CS194-26 | Frequencies and Gradients
Allen Zeng, CS194-26-aec

Part 1 - Frequency Domain Processing

1.1 - Sharpening Images

Edges in an image are represented by high frequency changes among pixels. So to sharpen images, we can increase the magnitudes of the higher frequencies in the frequency domain. One way to approach that goal is through the "unsharp masking" technique.

For the unsharp masking technique, first we obtain the lower frequency signals in an image by applying a Gaussian blur to the entire image. A Gaussian blur effectively removes higher frequencies from an image. Then we subtract the blurred image from the original to obtain the Laplacian of the image. The Laplacian contains the difference in signals of the original and the blurred image, which are the high frequency signals that were removed from the blurring process. Finally, the Laplacian is positively scaled and added back onto the original image. This results in an image where the higher frequencies are boosted in magnitude.

Before After
Flower, Original Flower, Sharpened
Water Lilies, Monet, Original Water Lilies, Monet, Sharpened

1.2.1 - Hybrid Images

Images contain a wide range of frequencies. From a long distance, humans tend to perceive low frequency signals in an image better. And from a short distance, humans tend to perceive high frequency signals in an image better.

By combining the low frequency components of one image and the high frequency components of another image, we can create a hybrid image. The hybrid image will look differently at different distances. There are many ways to implement these hybrid images, such as using different filtering techniques.

Here, I use the Gaussian blurring technique to process the images. The low frequencies are obtained directly by Gaussian blurring, as in part 1.1. The high frequencies are obtained by subtracting the Gaussian blurred image from the original, also as in part 1.1. The two resulting images are averaged to create the hybrid.

Try looking at the following images close to the screen (seeing high frequencies), and then far away from the screen (seeing low frequencies). Using different zoom levels on the webpage work as well.

Low Frequencies From: High Frequencies From: Hybrid Image
Nutmeg Derek Nutrek
Cow Elephant Cophant
Lion Corgi Liorgi

1.2.2 - Analysis of Hybrid Images

For the lion-corgi hybrid image, the following is a frequency-domain analysis of the hybridization process. The plots are log absolute magnitudes of 0-centered 2D FFT images.

In MATLAB code: imagesc(log(abs(fftshift(fft2(gray_image)))))

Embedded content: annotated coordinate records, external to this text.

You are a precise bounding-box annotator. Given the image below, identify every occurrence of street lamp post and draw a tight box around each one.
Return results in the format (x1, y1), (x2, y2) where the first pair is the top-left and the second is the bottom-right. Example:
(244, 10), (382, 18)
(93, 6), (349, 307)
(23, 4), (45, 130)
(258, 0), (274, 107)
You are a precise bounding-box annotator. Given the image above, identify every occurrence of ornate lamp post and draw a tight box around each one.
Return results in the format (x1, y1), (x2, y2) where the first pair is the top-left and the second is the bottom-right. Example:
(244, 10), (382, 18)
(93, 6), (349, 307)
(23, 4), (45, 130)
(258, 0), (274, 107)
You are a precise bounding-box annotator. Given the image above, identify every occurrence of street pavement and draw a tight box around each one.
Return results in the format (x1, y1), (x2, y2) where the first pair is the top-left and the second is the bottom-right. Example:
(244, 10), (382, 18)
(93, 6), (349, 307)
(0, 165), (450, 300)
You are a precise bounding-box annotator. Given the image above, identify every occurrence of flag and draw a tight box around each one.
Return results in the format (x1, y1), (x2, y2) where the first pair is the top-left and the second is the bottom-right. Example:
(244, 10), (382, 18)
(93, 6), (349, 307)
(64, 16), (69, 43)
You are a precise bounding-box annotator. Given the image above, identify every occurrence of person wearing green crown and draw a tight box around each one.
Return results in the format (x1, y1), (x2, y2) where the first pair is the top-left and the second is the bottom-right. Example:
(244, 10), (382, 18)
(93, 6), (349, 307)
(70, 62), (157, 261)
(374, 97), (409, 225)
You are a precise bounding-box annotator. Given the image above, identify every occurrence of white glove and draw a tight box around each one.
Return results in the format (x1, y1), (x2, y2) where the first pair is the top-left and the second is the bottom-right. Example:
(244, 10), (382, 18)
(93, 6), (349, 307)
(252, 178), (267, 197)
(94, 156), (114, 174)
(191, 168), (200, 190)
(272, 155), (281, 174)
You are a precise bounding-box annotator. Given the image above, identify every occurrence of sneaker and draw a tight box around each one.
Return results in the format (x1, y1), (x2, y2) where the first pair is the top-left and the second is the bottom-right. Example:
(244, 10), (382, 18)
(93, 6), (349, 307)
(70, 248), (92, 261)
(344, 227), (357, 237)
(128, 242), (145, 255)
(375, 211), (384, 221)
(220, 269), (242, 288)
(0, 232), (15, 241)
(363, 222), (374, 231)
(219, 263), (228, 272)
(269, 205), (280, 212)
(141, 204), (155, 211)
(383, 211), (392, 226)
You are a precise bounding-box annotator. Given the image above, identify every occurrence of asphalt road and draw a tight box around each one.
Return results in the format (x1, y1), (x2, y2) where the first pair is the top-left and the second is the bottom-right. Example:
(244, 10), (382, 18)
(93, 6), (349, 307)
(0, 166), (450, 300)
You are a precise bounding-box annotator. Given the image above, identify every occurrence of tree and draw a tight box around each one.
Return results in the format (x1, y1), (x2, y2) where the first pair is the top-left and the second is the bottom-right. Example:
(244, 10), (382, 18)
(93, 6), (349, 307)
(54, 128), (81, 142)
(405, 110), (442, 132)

The 2nd transform, containing mostly low frequencies, is characterized by the bright vertical and horizontal lines intersecting at the center. The 4th transform, containing mostly high frequencies, is charaterized by the bright sqiggles away from the center. Its center is a low-value teal color. The 5th transform, being the hybrid image, has both the bright vertical and horizontal lines, and the squiggles.

Lion Corgi Liorgi
Transform of Original Transform of Low Frequency Image Transform of Original Transform of High Frequency Image Transform of Hybrid Image

Failure Case

As mentioned above, there are multiple ways to implement the combining of low and high frequencies. Instead of applying Gaussian blur in the image domain to extract frequencies, I also attempted to apply box filters in the frequency domain.
Convolving with a Gaussian function in the image domain is equivalent to multiplying by a different Gaussian function in the frequency domain. But, multiplying by a box function in the frequency domain is equivalent to convolving with a sinc function in the image domain. Due to the fact that a box filter has discrete edges/is not continuous, the change in frequencies are no longer smooth like in the Gaussian case. This means the resulting hybrid image has jarring visual artifacts, and is not as pleasant to look at. There is no natural "transition" going from perceiving one image to the other one, they both appear overlapped.

Nutmeg Derek Nutrek
Transform of Original Transform of Low Frequency Image Transform of Original Transform of High Frequency Image Transform of Hybrid Image

1.3 - Gaussian and Laplacian Stacks

In a Gaussian stack, each image is the previous image with a Gaussian blur applied.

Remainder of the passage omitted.